Beyond that, time is a very important factor, running out the clock is one of the most effective ways to win against cheating opponents. Magnus only finds the top move ~85% of the time and takes probably 10x to 100x the time to do it. And like the other commenter noted, variance in the move time is an extremely obvious tell. Magnus will blitz out certain moves (even in classical chess) and then think for ~40 minutes in other complicated positions. A computer can do both positions in basically the same amount of time, and cheating players typically don't know when they "should" be thinking vs. playing fast.


Note that even his "top engine match" is 85%. This is not a fantastically high number, given that maybe 40% of moves are obvious/must-moves. I bet I match the engine ~60%.

I also think this is his classical games, not rapid, blitz, or bullet.

Top human players tend to make safer, lower variance moves than things engines prove super safe on evaluation. They may give up a few centipawns for ease of analysis.

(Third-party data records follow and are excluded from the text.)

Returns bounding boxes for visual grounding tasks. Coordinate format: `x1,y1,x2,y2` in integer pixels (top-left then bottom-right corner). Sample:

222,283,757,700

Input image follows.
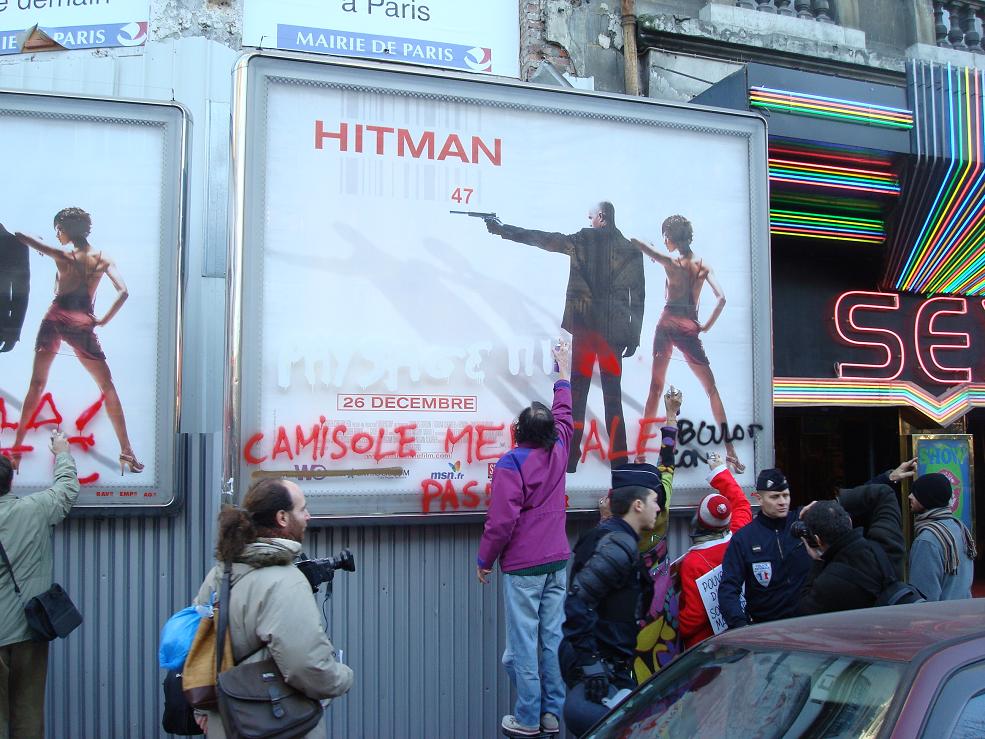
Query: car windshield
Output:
590,644,905,739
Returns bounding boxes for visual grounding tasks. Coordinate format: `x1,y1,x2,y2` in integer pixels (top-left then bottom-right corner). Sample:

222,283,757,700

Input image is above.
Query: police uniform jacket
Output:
718,508,812,629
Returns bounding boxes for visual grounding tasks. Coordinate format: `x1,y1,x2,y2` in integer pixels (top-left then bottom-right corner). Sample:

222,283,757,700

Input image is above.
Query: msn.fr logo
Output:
431,460,465,480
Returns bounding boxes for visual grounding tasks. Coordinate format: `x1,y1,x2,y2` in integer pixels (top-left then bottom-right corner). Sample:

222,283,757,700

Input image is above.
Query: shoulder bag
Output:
215,564,323,739
0,542,82,641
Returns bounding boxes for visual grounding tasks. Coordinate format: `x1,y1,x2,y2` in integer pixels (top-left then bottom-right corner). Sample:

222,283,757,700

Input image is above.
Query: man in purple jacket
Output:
476,341,572,736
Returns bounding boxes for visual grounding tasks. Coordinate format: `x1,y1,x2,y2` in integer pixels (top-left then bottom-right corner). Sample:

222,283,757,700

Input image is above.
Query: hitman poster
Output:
0,93,184,510
230,58,772,516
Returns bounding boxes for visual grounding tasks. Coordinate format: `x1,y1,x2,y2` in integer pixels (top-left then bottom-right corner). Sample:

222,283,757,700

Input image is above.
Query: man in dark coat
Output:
718,468,811,629
796,500,897,616
486,202,645,472
838,483,906,580
0,224,31,353
559,462,672,735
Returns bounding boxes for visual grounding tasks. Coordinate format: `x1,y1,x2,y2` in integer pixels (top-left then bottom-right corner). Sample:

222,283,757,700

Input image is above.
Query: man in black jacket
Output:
797,500,897,616
559,464,667,734
0,224,31,353
838,483,906,580
486,202,646,472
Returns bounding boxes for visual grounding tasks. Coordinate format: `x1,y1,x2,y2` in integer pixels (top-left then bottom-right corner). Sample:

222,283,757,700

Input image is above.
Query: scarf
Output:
913,508,978,575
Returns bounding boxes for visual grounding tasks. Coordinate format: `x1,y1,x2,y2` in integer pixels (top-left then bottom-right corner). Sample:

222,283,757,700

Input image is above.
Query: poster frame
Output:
223,51,774,525
0,88,192,518
907,433,976,536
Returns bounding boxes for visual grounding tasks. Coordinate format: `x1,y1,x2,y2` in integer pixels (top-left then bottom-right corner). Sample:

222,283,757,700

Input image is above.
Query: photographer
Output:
793,500,897,616
195,480,352,738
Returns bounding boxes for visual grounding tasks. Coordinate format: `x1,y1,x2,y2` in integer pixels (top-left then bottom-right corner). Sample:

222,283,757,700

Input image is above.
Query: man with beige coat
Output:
195,479,352,739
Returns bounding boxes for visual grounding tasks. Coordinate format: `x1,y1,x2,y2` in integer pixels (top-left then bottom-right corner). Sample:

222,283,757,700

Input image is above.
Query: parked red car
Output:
587,600,985,739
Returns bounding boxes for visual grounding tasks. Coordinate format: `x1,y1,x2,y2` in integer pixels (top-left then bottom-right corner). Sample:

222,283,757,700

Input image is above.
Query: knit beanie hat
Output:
696,493,732,530
612,462,667,511
911,472,951,510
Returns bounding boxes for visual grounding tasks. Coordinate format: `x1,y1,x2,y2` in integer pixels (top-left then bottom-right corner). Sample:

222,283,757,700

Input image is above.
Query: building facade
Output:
0,0,985,737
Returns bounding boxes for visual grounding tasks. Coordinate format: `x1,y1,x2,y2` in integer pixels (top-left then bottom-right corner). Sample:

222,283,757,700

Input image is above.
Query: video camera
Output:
790,521,819,549
295,549,356,595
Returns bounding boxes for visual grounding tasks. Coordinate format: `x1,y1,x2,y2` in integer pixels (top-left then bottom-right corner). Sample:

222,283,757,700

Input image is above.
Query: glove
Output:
581,660,609,703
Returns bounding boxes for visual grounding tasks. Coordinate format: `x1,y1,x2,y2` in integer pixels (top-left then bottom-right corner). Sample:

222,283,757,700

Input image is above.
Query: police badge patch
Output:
752,562,773,588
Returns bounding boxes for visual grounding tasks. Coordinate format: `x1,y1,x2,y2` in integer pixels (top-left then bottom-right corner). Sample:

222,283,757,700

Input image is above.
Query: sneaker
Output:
540,713,561,734
501,714,540,736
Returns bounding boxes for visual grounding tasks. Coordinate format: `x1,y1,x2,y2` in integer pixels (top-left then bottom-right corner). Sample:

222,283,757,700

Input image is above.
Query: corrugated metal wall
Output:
0,38,686,738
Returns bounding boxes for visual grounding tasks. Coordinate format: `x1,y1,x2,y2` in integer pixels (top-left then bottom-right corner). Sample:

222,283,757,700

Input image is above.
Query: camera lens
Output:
790,521,811,539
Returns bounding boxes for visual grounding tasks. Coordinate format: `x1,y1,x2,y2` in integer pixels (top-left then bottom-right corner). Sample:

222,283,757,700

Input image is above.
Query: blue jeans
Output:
503,569,568,726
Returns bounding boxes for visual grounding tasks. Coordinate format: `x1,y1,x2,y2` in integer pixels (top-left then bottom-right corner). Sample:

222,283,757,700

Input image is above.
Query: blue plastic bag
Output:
157,606,202,670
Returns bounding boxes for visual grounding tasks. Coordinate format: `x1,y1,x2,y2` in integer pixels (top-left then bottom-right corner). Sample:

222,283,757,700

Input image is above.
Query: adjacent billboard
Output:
243,0,520,77
229,56,773,516
0,0,150,56
0,92,187,513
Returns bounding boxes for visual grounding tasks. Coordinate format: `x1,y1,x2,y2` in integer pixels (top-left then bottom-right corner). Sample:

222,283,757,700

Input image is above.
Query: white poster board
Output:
0,93,186,512
694,565,746,634
0,0,150,56
243,0,520,77
230,57,772,516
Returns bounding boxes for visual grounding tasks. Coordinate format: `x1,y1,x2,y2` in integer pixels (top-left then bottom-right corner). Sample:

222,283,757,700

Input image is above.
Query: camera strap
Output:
0,541,24,604
215,562,267,675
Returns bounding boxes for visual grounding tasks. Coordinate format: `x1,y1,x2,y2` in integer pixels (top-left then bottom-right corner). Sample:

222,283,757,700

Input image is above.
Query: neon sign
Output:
834,290,972,387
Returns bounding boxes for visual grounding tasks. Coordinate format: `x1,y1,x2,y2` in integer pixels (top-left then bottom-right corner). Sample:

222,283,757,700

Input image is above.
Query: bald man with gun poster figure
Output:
451,201,646,473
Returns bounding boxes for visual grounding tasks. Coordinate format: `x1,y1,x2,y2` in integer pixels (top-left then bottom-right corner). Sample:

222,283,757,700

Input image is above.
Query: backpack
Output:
875,580,927,608
859,541,927,608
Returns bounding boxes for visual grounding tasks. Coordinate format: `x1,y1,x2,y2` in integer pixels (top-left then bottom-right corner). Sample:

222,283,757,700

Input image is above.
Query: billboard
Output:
228,56,773,516
0,92,187,513
243,0,520,77
0,0,150,56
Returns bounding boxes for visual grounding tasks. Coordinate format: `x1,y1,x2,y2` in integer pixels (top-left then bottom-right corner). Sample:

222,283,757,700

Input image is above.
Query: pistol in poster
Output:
448,210,498,221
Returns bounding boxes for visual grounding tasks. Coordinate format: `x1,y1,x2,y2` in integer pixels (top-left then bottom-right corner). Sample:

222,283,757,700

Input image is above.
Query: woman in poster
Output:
11,208,144,474
632,215,745,473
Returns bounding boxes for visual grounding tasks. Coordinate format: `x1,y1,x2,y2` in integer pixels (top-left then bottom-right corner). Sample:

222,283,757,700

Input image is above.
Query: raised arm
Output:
708,452,752,533
700,269,725,331
14,236,68,259
485,218,575,255
630,239,673,267
96,261,130,326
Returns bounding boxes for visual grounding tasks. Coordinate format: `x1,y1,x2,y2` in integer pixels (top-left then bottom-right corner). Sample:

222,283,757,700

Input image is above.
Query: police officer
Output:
718,469,811,629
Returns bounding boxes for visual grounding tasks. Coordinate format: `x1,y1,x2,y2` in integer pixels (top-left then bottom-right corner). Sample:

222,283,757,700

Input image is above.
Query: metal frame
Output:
0,89,191,517
907,433,977,535
223,52,774,523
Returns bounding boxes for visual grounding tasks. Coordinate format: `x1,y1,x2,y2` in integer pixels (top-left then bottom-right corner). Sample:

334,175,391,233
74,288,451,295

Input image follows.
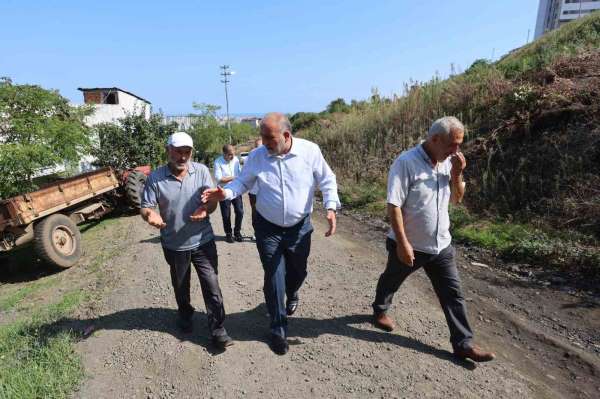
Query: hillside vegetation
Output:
300,13,600,275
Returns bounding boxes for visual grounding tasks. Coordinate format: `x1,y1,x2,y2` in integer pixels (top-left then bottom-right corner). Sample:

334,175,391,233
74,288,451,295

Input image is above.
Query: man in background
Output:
214,144,244,243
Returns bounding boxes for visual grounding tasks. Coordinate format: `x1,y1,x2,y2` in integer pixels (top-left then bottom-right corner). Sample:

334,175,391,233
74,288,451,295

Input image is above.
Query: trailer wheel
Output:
125,170,148,209
34,213,81,269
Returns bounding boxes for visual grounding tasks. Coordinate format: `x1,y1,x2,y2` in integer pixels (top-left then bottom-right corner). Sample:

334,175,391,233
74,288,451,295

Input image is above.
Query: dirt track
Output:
47,200,600,398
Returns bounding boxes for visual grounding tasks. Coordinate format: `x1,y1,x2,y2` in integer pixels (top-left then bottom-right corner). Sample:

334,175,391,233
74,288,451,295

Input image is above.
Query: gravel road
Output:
69,202,600,399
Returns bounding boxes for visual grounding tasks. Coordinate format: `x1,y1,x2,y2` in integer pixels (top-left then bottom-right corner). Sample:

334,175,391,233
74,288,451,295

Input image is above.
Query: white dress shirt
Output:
225,137,341,227
387,144,452,255
215,155,241,187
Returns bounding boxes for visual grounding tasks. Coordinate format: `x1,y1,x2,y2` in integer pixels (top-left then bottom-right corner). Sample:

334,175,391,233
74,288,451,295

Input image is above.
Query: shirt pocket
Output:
407,172,438,209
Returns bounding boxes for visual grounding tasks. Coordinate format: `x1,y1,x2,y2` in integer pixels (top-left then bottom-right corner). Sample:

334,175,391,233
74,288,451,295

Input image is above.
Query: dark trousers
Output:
219,195,244,235
255,212,313,337
163,240,227,336
373,238,473,349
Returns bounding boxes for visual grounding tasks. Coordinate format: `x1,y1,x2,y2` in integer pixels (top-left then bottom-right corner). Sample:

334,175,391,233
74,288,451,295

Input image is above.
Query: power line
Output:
220,65,232,144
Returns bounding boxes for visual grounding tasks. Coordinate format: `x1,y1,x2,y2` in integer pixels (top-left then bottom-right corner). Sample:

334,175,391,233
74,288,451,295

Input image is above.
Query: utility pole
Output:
220,65,231,144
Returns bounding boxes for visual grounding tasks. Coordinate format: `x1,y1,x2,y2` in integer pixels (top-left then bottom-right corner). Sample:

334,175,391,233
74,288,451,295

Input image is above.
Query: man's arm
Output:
140,208,167,229
388,204,415,266
313,147,341,211
140,176,167,229
450,152,467,204
313,147,342,237
209,151,259,202
388,204,415,266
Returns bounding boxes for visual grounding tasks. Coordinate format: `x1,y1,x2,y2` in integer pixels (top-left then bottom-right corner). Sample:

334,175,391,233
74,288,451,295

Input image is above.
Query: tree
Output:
91,114,177,170
189,103,258,164
326,98,350,114
0,78,92,198
290,112,320,132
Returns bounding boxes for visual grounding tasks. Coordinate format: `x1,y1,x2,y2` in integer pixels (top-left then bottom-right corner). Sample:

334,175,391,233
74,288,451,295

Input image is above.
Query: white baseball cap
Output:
167,132,194,148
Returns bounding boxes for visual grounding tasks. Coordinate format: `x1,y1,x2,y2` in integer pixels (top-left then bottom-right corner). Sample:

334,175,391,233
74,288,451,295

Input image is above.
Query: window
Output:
102,91,119,104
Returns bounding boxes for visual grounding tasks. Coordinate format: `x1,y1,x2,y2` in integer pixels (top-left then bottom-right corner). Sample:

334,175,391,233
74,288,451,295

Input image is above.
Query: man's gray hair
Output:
260,112,292,134
427,116,465,139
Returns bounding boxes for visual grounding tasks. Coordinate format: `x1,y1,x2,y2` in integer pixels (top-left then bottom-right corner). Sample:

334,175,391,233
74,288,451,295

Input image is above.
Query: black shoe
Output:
271,334,290,355
212,334,233,350
176,316,194,334
285,295,300,316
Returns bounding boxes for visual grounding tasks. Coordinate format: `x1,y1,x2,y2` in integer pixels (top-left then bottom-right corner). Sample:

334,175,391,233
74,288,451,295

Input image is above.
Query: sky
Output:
0,0,538,115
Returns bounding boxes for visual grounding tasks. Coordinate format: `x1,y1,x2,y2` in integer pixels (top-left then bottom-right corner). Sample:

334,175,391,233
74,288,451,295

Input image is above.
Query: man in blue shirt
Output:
214,144,244,243
202,113,340,355
140,132,233,349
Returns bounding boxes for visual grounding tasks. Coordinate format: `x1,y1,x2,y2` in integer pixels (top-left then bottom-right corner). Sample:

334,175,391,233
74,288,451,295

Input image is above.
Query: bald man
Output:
214,144,244,243
202,113,340,355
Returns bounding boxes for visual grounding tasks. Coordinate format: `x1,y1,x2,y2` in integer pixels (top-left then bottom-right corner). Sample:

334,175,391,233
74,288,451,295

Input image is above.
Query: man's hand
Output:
325,209,337,237
190,205,208,222
146,211,167,229
219,176,235,184
450,152,467,176
202,187,225,203
396,241,415,267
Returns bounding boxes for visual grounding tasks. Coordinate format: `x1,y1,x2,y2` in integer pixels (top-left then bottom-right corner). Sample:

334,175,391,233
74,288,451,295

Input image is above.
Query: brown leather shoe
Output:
373,312,396,332
454,345,496,362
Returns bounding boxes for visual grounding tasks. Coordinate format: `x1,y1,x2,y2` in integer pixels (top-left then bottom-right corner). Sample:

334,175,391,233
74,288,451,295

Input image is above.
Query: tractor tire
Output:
34,213,81,269
125,170,148,209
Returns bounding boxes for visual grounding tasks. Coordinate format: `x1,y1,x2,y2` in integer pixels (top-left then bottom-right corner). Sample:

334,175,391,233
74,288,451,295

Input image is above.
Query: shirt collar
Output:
267,137,300,158
417,141,436,168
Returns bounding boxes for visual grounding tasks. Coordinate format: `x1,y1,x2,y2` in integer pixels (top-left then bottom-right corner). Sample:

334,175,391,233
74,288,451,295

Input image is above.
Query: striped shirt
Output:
142,162,215,251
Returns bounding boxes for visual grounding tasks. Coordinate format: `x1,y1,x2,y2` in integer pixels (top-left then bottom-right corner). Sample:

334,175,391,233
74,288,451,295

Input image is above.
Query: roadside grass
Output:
0,217,127,398
0,291,86,398
0,274,58,312
340,182,600,277
450,205,600,277
0,218,122,312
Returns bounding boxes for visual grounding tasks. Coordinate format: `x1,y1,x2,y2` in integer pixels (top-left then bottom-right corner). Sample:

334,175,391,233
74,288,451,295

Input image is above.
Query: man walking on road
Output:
215,144,244,243
373,117,495,362
202,113,340,355
141,132,233,349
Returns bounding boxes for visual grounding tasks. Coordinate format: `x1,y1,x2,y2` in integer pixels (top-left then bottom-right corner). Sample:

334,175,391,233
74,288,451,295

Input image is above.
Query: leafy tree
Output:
91,114,177,170
290,112,320,132
0,78,92,198
189,103,258,164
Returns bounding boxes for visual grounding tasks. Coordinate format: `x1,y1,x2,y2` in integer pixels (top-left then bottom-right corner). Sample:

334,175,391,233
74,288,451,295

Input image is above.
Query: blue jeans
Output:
255,212,313,337
373,238,473,349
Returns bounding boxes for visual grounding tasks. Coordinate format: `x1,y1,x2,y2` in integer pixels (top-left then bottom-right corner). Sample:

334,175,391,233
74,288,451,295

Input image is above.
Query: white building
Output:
163,115,200,131
535,0,600,39
240,116,262,129
78,87,152,126
78,87,152,172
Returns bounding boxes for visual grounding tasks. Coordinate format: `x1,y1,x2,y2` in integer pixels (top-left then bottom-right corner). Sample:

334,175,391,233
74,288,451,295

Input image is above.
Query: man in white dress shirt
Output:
373,116,495,362
214,144,244,243
202,113,340,355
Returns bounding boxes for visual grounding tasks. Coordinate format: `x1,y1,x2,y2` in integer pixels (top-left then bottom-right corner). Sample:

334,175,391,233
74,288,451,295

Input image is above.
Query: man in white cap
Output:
141,132,233,349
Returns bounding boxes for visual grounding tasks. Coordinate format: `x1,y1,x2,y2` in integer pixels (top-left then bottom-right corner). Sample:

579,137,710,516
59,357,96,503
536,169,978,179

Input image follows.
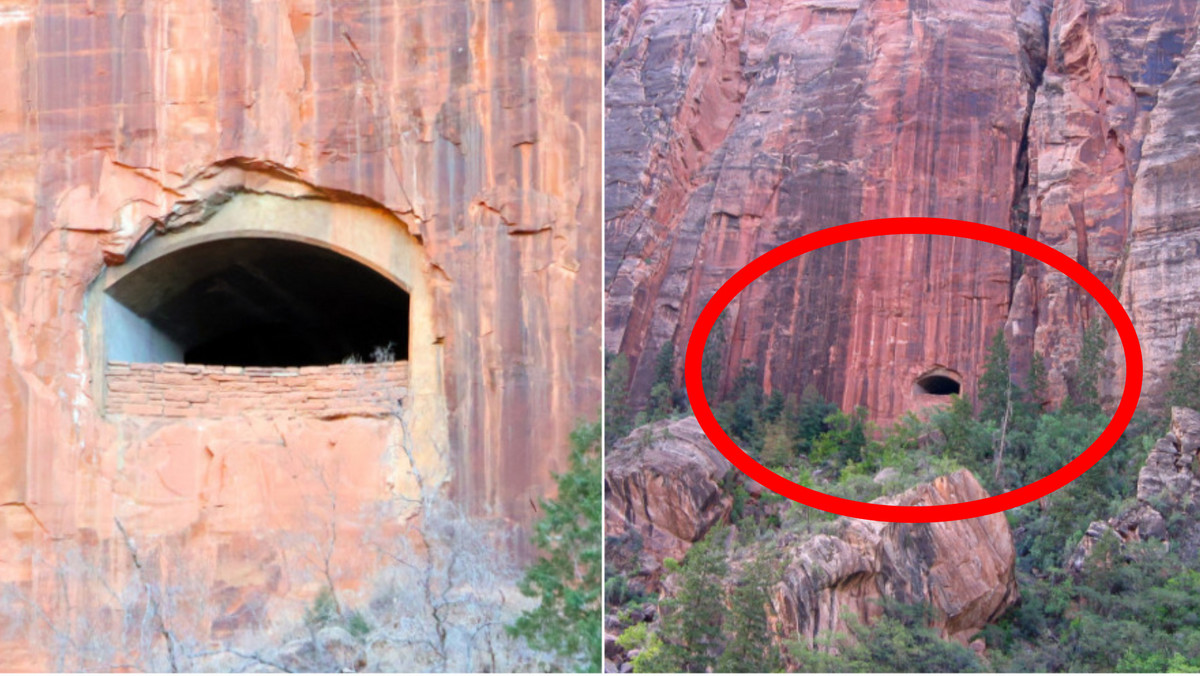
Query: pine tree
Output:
508,423,604,674
604,354,634,444
1063,321,1104,418
716,555,782,674
647,340,674,420
1166,327,1200,409
646,527,728,674
700,312,726,406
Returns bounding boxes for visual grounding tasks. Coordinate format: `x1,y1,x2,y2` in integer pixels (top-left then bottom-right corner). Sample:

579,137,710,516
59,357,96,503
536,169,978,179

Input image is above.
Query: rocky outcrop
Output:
605,0,1200,421
1068,407,1200,573
606,453,1019,662
774,469,1018,645
605,418,733,576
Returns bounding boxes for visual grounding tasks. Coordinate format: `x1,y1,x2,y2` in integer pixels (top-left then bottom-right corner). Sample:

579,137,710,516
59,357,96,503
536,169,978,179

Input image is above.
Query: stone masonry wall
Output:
106,361,408,419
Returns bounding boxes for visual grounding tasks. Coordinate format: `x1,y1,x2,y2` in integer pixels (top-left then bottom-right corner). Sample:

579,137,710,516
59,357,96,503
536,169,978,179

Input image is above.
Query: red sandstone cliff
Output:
0,0,601,669
605,0,1200,420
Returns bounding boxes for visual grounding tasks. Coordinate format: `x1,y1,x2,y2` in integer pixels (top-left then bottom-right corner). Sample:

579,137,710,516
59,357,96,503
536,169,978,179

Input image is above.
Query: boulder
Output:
605,418,733,575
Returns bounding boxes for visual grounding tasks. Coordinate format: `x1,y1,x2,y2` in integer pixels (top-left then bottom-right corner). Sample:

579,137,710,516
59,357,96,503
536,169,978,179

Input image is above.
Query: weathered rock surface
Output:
1068,407,1200,573
775,469,1018,645
606,449,1018,662
605,418,733,575
0,0,601,670
605,0,1200,421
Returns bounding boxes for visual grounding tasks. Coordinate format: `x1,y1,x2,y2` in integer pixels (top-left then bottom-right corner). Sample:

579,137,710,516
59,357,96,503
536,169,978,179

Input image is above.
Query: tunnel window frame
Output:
912,366,964,399
82,190,448,422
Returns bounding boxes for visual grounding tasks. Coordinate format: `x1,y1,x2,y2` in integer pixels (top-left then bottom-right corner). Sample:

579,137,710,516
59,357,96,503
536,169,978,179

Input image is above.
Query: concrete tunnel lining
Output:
104,237,409,366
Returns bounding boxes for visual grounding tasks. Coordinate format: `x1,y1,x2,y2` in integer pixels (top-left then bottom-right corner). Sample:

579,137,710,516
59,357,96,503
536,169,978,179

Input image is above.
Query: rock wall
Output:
604,418,736,580
0,0,601,669
605,418,1018,646
605,0,1200,421
104,361,408,419
775,469,1018,645
1068,407,1200,573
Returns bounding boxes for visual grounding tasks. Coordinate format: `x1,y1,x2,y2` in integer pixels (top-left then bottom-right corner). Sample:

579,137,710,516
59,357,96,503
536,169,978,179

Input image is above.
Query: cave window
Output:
912,370,962,396
104,237,409,366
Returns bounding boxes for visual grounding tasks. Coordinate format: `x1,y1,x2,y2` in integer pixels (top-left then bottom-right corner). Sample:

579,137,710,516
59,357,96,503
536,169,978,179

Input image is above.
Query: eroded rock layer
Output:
775,469,1018,644
605,0,1200,421
605,418,1018,645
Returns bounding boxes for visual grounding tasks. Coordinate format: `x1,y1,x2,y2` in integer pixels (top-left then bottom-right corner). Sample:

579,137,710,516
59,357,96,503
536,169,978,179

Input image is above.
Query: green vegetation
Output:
609,323,1200,672
509,423,604,674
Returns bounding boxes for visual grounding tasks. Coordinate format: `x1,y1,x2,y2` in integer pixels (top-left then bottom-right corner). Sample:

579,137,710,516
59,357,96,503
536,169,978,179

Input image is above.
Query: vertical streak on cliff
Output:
1009,0,1195,400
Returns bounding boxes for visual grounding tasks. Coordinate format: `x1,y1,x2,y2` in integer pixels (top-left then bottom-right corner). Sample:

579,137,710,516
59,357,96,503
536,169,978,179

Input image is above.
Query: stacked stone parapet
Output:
106,361,408,418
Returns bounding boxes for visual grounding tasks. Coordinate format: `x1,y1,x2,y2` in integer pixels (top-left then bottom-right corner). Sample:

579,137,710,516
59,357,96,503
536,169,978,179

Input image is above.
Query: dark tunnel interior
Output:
106,238,409,366
913,375,962,395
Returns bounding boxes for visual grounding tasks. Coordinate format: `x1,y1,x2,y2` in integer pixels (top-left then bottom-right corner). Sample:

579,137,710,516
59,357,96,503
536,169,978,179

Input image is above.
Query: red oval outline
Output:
684,217,1142,524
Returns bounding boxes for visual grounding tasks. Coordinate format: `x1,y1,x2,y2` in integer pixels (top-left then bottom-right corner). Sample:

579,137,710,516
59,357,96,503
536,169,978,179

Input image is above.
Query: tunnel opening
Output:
104,237,409,366
912,371,962,396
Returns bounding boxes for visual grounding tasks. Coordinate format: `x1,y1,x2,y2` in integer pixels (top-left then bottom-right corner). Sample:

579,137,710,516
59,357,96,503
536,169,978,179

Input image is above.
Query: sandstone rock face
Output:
605,0,1200,421
605,451,1019,657
1068,407,1200,572
774,469,1018,645
605,418,733,575
0,0,601,670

Are you trolling? No it isn't?

If nothing else, the time issue is a huge one. Cheaters have very consistent seconds-per-move while actual masters make obvious moves instantly and pause on tougher moves.


I suppose that only completely newbie cheaters would think of taking the same amount of time to make each move. It’s like the first rule of pretending to be a human: add a random delay to all of your actions.


And yet time and time again, chess streamers and content producers run across people with newly formed accounts and perfect win records playing the best engine move at regular measured intervals.

If you are cunning enough to hold off on the best move for a few extra seconds to appear unaided by an engine, or if you blunder X% moves in your game (or simply play the 3rd or 4th rated move which still probably wins against most humans), chances are you'd do fine learning some chess strategy and playing the game unaided.

People keep asking why one would cheat at chess. I'm sure there are some bad actors who aim to disrupt the game, in a manner consistent with cheater motivations in other games. I'd imagine many cheaters are simply looking for some quick dopamine after being frustrated by a plateau in their skill.


A random delay is also a tell, though. An obvious move shouldn't take 15 seconds, but if that's what the random delay for that move is, that looks suspicious. A more difficult move shouldn't take only 3 seconds, but if that's what the random delay for that move is, that also looks suspicious.


Definitely, random time is adding no correlation where it would count. Move time is an easily captured psychometric observation, the clever bit is that it’s intermingled with automated chess analysis.

Feels like there could be a lot of surprising inferences to think about here … just a few quick thoughts - how long does someone pause after a blunder, how does one react to unpredictable moves. Can definitely imagine AI being of significant utility here.


In general you’re right, but there are some tells because humans don’t have a random delay. It’s connected with the complexity (from the perspective of how humans think, which is different from engine calculation) of the position. One of the things that makes cheaters stand out is they will have a random weird delay on various obvious moves.


I thought it was a reasonably good answer considering that the question doesn't explicitly spell out why it might flag someone like Magnus Carlsen (who I learned is a grandmaster and World Chess Champion). To rephrase it, Irwin doesn't flag people for playing well — it alerts moderators when it finds suspicious signals across several dimensions.